Leaf habit and plant architecture integrate whole-plant economics and contextualize trait-climate associations within ecologically diverse genus Rhododendron

Plant resource strategies negotiate a trade-off between fast growth and stress resistance, characterized by specific leaf area (SLA). How SLA relates to leaf structure and function or plant climate associations remains open for debate, and leaf habit and plant architecture may alter the costs versus benefits of individual traits. We used phylogenetic canonical correspondence analysis and phylogenetic least squares to understand the relationship of anatomy and gas exchange to published data on root, wood, architectural and leaf economics traits and climate. Leaf anatomy was structured by leaf habit and carbon to nitrogen ratio was a better predictor of gas exchange than SLA. We found significant correspondence of leaf anatomy with branch architecture and wood traits, gas exchange corresponded with climate, while leaf economics corresponded with climate, architecture, wood and root traits. Species from the most seasonal climates had the highest trait-climate correspondence, and different aspects of economics and anatomy reflected leaf carbon uptake versus water use. Our study using phylogenetic comparative methods including plant architecture and leaf habit provides insight into the mechanism of whole-plant functional coordination and contextualizes individual traits in relation to climate, demonstrating the evolutionary and ecological relevance of trait-trait correlations within a genus with high biodiversity.

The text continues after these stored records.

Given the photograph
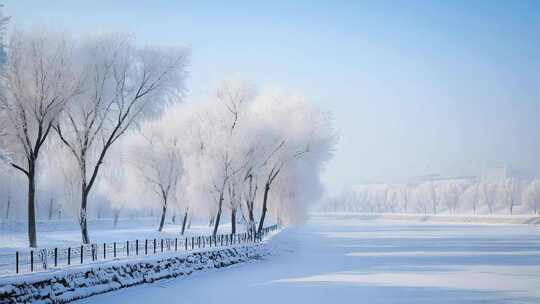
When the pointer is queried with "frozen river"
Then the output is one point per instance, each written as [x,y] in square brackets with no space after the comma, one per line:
[344,259]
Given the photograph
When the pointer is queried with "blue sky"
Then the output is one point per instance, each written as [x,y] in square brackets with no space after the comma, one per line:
[416,87]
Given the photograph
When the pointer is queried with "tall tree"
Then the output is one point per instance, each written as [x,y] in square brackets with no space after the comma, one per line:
[39,82]
[123,83]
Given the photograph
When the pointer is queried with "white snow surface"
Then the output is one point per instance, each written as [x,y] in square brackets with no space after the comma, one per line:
[347,259]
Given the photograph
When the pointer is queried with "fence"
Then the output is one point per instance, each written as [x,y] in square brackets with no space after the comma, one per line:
[43,259]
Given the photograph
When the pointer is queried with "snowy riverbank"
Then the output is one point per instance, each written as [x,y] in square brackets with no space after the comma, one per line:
[442,218]
[80,282]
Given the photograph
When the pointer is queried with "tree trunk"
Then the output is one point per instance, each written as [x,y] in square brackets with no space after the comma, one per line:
[32,236]
[218,215]
[233,220]
[8,206]
[50,209]
[263,213]
[163,212]
[184,223]
[82,216]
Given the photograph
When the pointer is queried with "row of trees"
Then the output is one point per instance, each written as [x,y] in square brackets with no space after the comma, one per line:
[100,118]
[444,196]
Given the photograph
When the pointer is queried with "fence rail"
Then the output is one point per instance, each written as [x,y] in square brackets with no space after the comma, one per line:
[55,258]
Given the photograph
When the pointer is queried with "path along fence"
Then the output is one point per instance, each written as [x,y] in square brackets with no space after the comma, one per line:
[47,258]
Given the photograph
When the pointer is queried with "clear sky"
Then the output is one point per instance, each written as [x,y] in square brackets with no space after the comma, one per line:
[416,87]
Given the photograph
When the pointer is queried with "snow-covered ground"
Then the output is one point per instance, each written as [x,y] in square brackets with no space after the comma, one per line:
[347,259]
[66,233]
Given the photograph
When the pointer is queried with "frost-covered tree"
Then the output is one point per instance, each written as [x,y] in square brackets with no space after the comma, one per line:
[39,81]
[532,196]
[123,83]
[159,162]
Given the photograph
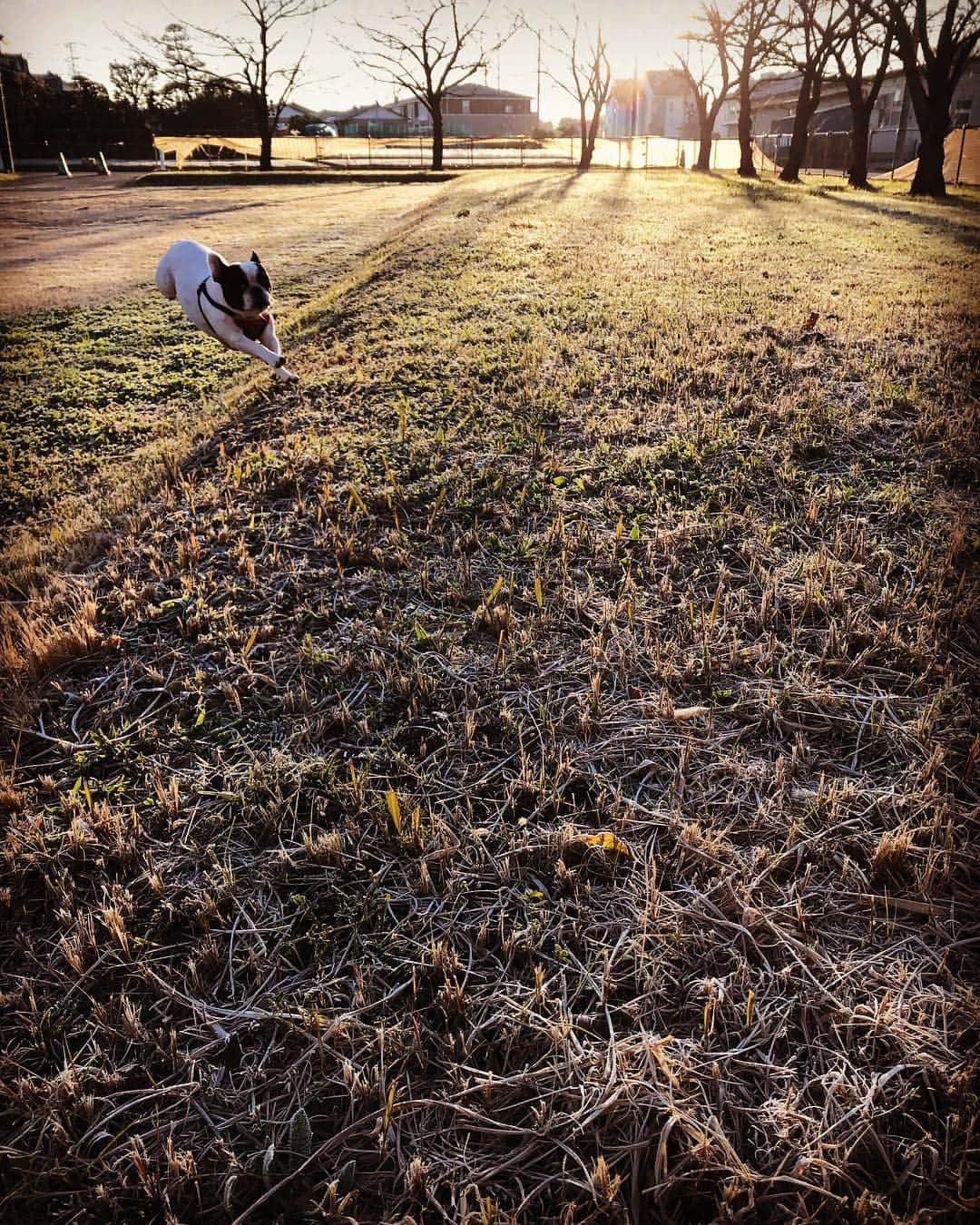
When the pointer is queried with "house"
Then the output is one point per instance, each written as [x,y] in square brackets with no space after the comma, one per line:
[893,136]
[658,103]
[294,115]
[473,111]
[374,120]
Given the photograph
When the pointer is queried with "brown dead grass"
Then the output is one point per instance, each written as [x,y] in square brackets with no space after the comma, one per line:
[528,773]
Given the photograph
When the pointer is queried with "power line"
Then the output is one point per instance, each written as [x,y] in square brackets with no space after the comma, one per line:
[73,56]
[6,122]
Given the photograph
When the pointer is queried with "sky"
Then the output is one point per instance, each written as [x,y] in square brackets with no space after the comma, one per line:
[644,32]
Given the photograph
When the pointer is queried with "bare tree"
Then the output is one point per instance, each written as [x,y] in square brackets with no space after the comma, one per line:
[591,76]
[429,53]
[864,42]
[133,83]
[181,69]
[935,42]
[258,60]
[710,80]
[811,31]
[752,38]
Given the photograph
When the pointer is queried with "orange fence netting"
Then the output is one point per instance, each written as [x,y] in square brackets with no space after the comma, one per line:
[640,152]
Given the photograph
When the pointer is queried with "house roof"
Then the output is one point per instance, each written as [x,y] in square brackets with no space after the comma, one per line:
[655,80]
[375,109]
[472,91]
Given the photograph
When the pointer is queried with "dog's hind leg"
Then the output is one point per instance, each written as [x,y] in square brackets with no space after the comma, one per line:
[270,338]
[164,279]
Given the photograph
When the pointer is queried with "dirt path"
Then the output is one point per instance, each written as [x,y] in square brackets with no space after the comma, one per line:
[88,240]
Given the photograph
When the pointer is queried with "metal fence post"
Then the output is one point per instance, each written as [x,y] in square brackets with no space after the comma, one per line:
[959,160]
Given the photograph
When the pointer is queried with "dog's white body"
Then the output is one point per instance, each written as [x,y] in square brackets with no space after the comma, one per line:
[224,300]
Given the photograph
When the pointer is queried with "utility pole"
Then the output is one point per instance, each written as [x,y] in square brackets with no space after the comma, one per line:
[6,122]
[73,56]
[539,77]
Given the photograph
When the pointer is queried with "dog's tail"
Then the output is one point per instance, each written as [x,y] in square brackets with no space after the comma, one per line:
[164,279]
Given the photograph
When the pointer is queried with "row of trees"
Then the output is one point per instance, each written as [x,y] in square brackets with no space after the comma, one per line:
[195,74]
[853,41]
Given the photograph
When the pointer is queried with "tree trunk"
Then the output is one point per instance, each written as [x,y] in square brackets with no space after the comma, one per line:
[860,119]
[584,152]
[437,135]
[806,105]
[746,167]
[928,178]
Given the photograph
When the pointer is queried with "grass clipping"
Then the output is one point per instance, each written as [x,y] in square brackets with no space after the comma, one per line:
[525,774]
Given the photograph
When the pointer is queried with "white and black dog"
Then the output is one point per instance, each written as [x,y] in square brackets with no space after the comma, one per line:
[228,300]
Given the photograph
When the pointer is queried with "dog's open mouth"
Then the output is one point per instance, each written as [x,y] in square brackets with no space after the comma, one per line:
[252,325]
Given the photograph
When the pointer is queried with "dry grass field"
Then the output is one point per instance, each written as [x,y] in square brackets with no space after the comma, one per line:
[528,773]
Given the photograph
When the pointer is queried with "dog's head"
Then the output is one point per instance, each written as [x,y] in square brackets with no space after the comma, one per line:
[245,286]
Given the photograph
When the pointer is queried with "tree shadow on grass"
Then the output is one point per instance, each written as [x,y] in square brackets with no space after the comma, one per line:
[966,234]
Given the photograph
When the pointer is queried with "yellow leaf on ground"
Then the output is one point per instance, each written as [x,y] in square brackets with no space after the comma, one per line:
[395,808]
[604,840]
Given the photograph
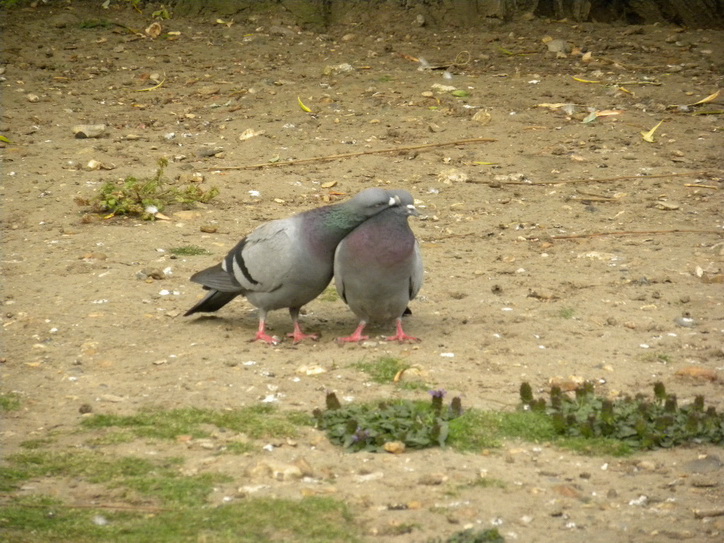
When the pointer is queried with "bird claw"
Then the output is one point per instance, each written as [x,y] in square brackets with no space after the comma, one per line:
[266,338]
[354,338]
[404,338]
[298,336]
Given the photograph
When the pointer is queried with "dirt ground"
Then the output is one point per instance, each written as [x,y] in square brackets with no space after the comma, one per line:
[562,250]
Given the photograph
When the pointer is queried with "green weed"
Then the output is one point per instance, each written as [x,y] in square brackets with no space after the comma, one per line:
[146,197]
[636,423]
[259,421]
[9,401]
[367,427]
[261,520]
[188,250]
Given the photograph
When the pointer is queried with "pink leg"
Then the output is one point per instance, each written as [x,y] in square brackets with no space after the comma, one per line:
[401,335]
[356,336]
[298,335]
[261,334]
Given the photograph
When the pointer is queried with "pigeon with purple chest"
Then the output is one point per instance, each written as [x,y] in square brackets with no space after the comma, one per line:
[287,263]
[378,268]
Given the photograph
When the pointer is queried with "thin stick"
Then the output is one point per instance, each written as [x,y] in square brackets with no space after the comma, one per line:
[601,180]
[360,153]
[138,508]
[636,233]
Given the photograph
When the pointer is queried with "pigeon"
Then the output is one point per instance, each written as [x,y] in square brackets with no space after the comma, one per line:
[378,268]
[287,262]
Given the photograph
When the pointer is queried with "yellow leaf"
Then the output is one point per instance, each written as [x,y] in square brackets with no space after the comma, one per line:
[609,112]
[649,136]
[154,87]
[584,80]
[301,105]
[708,99]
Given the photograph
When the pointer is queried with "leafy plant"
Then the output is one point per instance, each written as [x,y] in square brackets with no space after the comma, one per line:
[188,250]
[146,197]
[491,535]
[256,421]
[367,427]
[637,422]
[9,401]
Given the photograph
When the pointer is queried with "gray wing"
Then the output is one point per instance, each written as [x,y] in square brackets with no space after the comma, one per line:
[339,268]
[263,260]
[416,278]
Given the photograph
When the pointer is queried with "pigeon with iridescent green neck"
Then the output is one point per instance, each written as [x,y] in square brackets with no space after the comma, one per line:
[378,268]
[287,263]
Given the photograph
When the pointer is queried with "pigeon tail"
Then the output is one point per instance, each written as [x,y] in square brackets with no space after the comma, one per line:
[298,335]
[261,334]
[356,336]
[213,301]
[401,336]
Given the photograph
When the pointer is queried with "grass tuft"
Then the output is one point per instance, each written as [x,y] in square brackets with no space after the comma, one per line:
[258,421]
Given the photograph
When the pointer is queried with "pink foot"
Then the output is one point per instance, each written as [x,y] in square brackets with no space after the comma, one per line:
[356,336]
[401,336]
[261,335]
[298,335]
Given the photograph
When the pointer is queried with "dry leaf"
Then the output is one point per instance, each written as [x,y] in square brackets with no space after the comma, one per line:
[708,99]
[301,104]
[250,133]
[154,30]
[698,372]
[649,136]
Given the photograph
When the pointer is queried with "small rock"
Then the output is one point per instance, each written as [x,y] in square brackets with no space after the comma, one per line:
[707,464]
[558,46]
[567,491]
[208,90]
[698,372]
[394,447]
[82,131]
[276,470]
[150,273]
[432,479]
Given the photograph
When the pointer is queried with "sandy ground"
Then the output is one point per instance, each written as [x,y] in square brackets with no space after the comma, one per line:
[562,250]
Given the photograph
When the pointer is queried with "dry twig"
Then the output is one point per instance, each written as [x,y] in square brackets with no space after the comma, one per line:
[360,153]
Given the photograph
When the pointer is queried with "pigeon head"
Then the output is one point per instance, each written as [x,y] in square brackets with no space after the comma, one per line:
[371,201]
[405,201]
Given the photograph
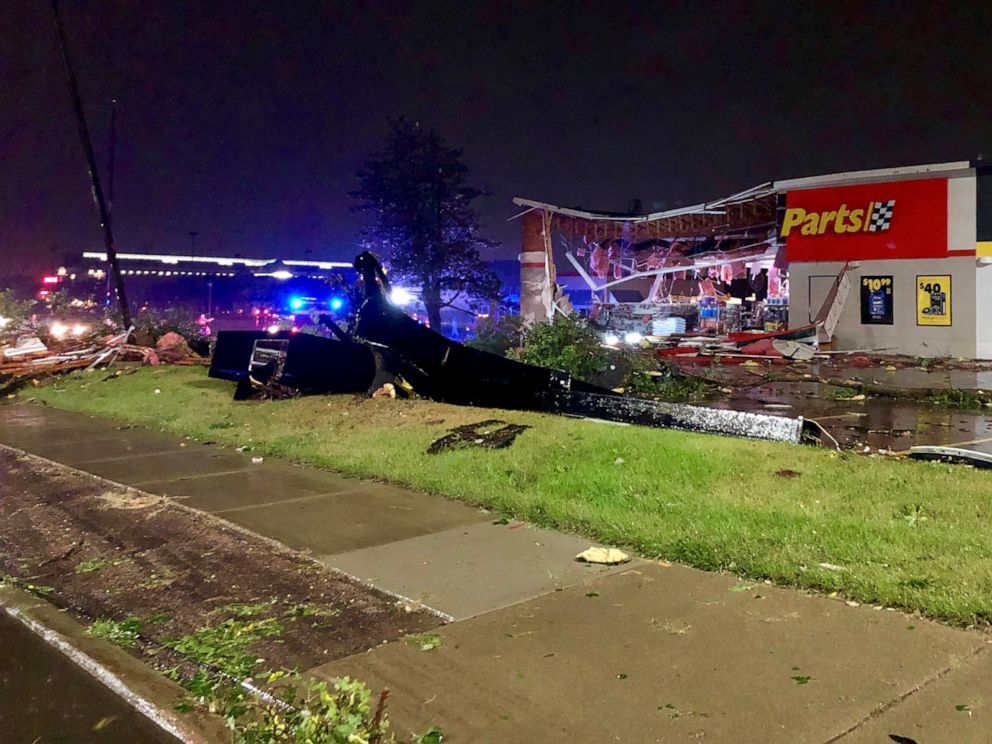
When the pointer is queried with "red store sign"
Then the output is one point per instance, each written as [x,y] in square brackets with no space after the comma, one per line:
[895,219]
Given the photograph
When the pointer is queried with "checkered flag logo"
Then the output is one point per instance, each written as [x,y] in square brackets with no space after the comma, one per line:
[881,215]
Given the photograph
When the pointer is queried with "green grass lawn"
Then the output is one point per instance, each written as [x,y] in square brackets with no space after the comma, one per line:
[906,534]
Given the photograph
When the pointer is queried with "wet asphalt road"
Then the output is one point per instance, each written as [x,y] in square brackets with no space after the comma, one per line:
[46,699]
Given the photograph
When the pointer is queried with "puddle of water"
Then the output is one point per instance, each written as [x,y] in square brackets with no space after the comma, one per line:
[46,699]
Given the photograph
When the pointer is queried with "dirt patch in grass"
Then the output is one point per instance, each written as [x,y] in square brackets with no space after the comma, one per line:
[162,572]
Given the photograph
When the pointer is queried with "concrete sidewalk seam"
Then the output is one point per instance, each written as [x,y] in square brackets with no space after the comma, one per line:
[131,455]
[294,500]
[276,544]
[183,478]
[396,595]
[102,674]
[892,704]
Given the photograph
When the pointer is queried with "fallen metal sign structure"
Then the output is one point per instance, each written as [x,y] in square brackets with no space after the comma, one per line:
[955,455]
[387,345]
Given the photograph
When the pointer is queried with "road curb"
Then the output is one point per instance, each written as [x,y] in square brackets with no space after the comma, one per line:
[141,687]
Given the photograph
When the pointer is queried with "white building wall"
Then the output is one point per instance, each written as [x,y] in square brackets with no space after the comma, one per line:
[970,334]
[903,336]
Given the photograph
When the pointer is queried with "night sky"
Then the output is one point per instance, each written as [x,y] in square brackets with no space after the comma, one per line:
[245,121]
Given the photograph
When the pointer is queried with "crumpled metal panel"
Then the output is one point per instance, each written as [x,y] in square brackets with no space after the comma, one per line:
[679,416]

Leaves negotiate a trade-off between fast growth and stress resistance, but the timing and arrangement of plant parts may alter the costs and benefits of individual leaf traits within a given climate. Using phylogenetically informed analyses to investigate leaf traits related to carbon and water relations we found that correspondence between traits and climate was strongest in highly seasonal climates and that leaf carbon uptake versus water use are defined by different aspects of leaf morphology and anatomy. Our study shows that plant architecture and leaf habit contextualize individual traits in relation to climate, demonstrating the evolutionary and ecological relevance for suites of traits and mechanisms of whole-plant coordination within a genus with high biodiversity.